Here, we usually get some generics at submittal and the stamped set is SUPPOSED to be submitted before installation, as the truss co. does not want to give them out before they get paid...we usually get them at the rough inspection....CT state statute requires a "live seal" which has been my biggest PITA lately as it seems everyone wants to use a digital type stamp....and once again, we are the bad guys....


----------



## gbhammer (Feb 2, 2012)

steveray said:
			
		

> Here, we usually get some generics at submittal and the stamped set is SUPPOSED to be submitted before installation, as the truss co. does not want to give them out before they get paid...we usually get them at the rough inspection....CT state statute requires a "live seal" which has been my biggest PITA lately as it seems everyone wants to use a digital type stamp....and once again, we are the bad guys....

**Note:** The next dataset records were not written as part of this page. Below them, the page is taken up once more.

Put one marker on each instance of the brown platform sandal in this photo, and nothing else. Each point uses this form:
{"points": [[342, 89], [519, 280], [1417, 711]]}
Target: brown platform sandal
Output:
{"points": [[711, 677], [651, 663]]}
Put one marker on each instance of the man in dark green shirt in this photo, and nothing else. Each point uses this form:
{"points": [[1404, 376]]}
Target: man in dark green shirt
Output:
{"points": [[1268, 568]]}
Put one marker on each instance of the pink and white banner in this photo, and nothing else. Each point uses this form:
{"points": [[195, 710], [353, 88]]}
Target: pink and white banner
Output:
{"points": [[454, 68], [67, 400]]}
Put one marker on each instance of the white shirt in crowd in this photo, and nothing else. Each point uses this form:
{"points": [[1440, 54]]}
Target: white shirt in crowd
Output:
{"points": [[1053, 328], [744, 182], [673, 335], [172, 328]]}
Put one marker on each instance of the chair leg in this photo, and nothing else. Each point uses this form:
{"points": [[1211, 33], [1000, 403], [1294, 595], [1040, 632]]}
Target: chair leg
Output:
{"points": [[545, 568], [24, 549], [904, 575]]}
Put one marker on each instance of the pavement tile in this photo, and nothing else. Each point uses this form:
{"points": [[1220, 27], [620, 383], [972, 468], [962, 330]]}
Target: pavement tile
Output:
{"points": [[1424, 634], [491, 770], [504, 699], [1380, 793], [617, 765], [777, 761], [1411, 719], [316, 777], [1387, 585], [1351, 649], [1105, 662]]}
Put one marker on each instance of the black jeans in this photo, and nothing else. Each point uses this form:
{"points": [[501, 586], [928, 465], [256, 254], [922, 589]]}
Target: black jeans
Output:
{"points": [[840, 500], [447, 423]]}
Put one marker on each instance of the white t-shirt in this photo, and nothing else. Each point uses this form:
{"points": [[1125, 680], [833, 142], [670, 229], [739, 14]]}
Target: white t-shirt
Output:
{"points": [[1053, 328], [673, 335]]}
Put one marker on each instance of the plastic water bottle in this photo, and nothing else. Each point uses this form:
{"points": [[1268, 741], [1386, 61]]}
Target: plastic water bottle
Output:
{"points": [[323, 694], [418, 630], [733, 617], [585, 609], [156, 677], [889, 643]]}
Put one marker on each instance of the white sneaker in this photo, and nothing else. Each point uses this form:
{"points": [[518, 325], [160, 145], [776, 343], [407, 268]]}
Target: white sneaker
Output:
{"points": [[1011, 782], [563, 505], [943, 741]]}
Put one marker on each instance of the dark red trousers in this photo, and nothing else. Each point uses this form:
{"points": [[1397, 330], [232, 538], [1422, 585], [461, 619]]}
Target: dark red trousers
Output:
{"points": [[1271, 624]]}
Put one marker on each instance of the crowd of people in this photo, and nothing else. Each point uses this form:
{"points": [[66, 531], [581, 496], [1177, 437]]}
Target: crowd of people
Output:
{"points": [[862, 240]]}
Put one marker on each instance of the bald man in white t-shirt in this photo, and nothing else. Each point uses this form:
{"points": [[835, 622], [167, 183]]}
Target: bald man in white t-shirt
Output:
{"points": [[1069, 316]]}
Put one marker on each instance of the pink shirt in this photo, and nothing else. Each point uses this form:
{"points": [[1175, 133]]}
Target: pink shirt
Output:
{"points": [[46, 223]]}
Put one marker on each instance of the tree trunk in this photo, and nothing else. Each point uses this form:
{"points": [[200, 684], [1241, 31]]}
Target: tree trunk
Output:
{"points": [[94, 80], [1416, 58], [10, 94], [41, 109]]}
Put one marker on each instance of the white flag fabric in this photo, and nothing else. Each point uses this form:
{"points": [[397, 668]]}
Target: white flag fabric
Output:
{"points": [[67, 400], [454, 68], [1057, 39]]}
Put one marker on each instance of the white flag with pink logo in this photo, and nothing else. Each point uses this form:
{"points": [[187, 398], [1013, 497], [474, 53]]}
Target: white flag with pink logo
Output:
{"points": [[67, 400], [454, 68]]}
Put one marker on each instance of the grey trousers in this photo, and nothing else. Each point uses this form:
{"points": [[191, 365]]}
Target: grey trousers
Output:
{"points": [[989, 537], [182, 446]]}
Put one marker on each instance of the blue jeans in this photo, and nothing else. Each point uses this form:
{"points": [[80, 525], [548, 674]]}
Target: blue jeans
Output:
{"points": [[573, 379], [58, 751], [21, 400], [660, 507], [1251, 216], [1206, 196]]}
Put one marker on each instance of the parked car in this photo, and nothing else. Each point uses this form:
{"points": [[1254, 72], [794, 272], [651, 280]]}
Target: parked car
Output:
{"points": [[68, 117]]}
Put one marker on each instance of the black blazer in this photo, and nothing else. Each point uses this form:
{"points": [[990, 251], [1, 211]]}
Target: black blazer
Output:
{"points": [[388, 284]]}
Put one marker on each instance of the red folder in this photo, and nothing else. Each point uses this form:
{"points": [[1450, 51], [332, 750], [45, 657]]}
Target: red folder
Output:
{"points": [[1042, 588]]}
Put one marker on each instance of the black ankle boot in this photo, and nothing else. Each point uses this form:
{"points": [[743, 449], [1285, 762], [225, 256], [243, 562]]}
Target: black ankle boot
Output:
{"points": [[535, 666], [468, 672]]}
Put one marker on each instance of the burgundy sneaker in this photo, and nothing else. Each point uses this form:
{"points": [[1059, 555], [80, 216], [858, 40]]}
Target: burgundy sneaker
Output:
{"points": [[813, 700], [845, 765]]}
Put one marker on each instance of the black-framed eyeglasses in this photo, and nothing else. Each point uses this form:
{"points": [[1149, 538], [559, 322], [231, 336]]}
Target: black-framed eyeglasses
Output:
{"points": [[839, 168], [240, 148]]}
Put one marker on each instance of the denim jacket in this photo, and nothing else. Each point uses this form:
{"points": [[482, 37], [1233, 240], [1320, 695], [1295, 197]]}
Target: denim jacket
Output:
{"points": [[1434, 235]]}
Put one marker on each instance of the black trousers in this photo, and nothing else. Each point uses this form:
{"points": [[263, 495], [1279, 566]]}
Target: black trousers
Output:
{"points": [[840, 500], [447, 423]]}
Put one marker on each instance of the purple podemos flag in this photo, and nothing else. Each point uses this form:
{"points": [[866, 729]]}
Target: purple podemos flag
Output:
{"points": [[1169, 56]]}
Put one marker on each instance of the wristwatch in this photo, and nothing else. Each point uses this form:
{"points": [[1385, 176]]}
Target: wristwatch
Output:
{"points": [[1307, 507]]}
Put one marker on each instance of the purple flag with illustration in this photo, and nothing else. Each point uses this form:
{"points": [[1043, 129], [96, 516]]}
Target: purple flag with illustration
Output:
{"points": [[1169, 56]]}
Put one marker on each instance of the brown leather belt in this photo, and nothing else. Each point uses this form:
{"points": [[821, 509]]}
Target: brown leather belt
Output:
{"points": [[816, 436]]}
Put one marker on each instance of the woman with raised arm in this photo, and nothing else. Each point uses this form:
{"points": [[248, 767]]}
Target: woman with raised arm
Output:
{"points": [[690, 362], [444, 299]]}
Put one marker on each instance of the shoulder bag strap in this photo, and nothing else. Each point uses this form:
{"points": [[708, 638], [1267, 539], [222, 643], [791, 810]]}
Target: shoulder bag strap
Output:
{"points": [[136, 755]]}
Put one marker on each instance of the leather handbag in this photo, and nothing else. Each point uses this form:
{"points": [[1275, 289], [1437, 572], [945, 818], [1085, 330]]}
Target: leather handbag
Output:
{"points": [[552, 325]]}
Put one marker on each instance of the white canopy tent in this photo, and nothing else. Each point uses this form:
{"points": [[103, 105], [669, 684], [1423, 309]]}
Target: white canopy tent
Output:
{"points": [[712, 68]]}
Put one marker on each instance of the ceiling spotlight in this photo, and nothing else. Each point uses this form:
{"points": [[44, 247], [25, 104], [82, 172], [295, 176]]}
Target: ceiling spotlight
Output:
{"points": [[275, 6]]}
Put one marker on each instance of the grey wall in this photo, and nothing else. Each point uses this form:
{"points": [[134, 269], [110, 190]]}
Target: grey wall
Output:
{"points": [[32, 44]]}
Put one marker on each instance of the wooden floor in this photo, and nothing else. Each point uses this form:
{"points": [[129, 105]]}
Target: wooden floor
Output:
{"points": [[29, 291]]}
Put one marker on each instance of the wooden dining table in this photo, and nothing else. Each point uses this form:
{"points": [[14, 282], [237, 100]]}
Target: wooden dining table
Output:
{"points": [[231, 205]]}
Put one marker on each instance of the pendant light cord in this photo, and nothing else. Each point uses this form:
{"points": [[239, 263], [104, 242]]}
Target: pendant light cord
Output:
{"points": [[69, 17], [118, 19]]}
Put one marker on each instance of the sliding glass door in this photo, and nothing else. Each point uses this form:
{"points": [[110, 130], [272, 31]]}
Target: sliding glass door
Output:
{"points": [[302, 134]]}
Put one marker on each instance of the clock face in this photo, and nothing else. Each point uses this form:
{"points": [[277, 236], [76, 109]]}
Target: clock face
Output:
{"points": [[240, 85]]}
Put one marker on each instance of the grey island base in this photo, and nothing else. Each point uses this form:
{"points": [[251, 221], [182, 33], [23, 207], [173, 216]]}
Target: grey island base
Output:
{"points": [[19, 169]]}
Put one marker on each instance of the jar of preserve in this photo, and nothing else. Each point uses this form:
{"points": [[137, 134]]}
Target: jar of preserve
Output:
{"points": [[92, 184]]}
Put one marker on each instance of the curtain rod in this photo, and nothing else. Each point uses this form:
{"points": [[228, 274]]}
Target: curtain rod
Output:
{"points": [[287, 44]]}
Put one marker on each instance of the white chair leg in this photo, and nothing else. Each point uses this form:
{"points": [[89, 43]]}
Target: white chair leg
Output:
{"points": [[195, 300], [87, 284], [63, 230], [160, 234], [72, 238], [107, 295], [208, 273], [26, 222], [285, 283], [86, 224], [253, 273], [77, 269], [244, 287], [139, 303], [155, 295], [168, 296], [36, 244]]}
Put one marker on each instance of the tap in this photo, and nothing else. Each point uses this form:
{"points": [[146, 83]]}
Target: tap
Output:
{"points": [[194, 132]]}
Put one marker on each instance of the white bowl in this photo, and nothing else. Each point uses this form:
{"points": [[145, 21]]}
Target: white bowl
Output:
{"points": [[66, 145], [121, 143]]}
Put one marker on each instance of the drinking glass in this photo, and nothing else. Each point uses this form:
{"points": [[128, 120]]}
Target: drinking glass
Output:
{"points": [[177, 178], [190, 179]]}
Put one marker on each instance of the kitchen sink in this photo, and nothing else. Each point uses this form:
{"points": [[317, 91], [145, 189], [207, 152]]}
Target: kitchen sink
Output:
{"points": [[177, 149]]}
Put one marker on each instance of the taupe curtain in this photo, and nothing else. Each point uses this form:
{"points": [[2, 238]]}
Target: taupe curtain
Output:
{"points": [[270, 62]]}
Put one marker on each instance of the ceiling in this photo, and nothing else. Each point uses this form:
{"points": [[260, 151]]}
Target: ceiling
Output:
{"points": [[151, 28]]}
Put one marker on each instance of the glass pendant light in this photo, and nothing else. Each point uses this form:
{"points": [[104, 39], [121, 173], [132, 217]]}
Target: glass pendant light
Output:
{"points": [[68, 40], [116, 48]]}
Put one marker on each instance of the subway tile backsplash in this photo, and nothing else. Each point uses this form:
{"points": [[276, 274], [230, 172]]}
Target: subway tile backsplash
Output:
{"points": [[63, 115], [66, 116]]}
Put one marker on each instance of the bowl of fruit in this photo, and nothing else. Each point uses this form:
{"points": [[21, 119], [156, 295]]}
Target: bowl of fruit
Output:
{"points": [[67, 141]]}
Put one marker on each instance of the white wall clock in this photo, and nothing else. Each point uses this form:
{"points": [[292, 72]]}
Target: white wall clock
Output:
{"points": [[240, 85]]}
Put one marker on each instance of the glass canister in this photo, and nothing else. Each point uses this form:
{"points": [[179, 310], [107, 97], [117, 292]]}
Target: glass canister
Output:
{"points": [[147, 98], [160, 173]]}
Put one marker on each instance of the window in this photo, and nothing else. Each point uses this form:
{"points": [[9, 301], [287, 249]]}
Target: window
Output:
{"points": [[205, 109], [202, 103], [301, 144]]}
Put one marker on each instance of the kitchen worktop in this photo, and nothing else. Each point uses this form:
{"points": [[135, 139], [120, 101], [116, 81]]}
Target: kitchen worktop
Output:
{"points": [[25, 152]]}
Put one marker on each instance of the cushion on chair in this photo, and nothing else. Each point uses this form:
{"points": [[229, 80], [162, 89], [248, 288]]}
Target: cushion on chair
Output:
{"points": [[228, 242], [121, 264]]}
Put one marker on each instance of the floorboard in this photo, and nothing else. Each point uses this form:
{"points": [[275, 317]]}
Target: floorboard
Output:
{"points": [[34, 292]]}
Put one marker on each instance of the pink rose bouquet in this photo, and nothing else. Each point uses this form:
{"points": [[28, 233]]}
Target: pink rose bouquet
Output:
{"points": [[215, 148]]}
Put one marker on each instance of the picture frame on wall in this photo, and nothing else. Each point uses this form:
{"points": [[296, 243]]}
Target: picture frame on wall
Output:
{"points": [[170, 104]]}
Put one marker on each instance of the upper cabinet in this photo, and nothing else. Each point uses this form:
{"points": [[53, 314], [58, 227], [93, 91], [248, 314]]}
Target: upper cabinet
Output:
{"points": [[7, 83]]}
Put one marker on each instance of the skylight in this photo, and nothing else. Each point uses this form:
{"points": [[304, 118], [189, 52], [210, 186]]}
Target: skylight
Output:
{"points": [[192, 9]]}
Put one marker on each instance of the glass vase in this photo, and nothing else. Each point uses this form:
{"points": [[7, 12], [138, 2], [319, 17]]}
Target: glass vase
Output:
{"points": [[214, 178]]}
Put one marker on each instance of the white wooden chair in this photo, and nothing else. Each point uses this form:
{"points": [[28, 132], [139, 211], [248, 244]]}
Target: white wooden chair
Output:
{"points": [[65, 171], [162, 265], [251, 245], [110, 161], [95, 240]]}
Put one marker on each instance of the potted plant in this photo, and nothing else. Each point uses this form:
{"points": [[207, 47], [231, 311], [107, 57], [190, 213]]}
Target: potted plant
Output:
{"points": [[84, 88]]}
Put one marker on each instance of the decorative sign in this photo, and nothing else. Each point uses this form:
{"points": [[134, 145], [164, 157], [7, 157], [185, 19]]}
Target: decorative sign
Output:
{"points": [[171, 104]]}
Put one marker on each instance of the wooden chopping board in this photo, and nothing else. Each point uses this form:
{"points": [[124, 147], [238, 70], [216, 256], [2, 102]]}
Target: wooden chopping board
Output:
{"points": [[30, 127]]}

My boss does not want us to accept digital stamps, but the state allows them.


----------



## brudgers (Feb 2, 2012)

bptp32 said:
			
		

> 2010 Residential Code of NYS (2006 IRC with amendments):  I have a set of plans for a single family dwelling.  the plans are stamped and signed by a licensed architect.  The plans denote I-joists for the floors and trusses for the roof framing.  I have asked for the truss design certs and the placement drawings for both the I-joist and the trusses.  The Contractor (an attorney) has stated that he does not have to provide the placement drawings for the I-joists because the architect has stamped the plans.  The placement drawings from the manufacturer will denote blocking locations, beam sizes, hangar sizes and locations, joist model or series number, etc that are not on the plans.  Shall i stand firm on this issue or am I ok with the architects stamped drawings?  Thanks for the help


  What are your concerns regarding the framing which are not currently addressed?   Personally, I think requiring placement drawings for I joists is a bit silly, since these are  as uniform in their properties as conventional lumber or plywood and the distribution of loads to supporting members is essentially uniform as well.

  To put it another way, do you require placement drawings for plywood?

  Trusses (both roof and floor) are a different animal because they are each designed individually for the application and concentrated loads are frequently imposed on the supporting members.


----------



## Min&Max (Feb 2, 2012)

Hopefully he is not a very good attorney as 504.11.4 of the IRC specifically identifies trusses and the original post indicated wood I-joists for floor framing. I never have and most likely never will require a placement plan for I-joists or dimensional lumber. Just more paper for no good reason.


----------



## fatboy (Feb 2, 2012)

"since these are  as uniform in their properties as conventional lumber"

They may be uniform, but the installers are not. I'd just as soon stop a non=compliant installation at plan review, not out in the field. I want to see framing plans with conventional lumber also.


----------



## brudgers (Feb 2, 2012)

fatboy said:
			
		

> "since these are  as uniform in their properties as conventional lumber"  They may be uniform, but the installers are not. I'd just as soon stop a non=compliant installation at plan review, not out in the field. I want to see framing plans with conventional lumber also.


  Then you're being consistent.  I don't have an issue with framing plans being required for all floor framing.

  But singling out i-Joists for a placement plan, when the issues are all in the squash blocks is silly.


----------



## tmurray (Feb 3, 2012)

we require applicants to submit floor truss layouts with their application.

How are you supposed to know how the loads are being transfered to the foundation and that the foundation is designed accordingly if you don't receive these?


----------



## Mac (Feb 3, 2012)

How are you supposed to know how the loads are being transfered to the foundation and that the foundation is designed accordingly if you don't receive these?

Yeah  and how are we supposed to know if they are installed "according to hoyle?"


----------



## rktect 1 (Feb 3, 2012)

I saw a framing plan recently for an addition.

Then Yesterday I saw what the contractor built.  The list of corrections was long.

Sometime today the architect will submit new plans.

I am positive that they will mirror what the contractor f'd up.

Leading to a whole new round of review comments, questions, answers and maybe even a little education.


----------



## Pcinspector1 (Feb 3, 2012)

I have'nt seen a conventional floor joist (2x) layout on a set of plans for years, I think the Architect gets another $200 for that piece of paper.

I-beam placement and measurements from the foundation bearing walls are now the norm on the the first sheet, A1.

pc1


----------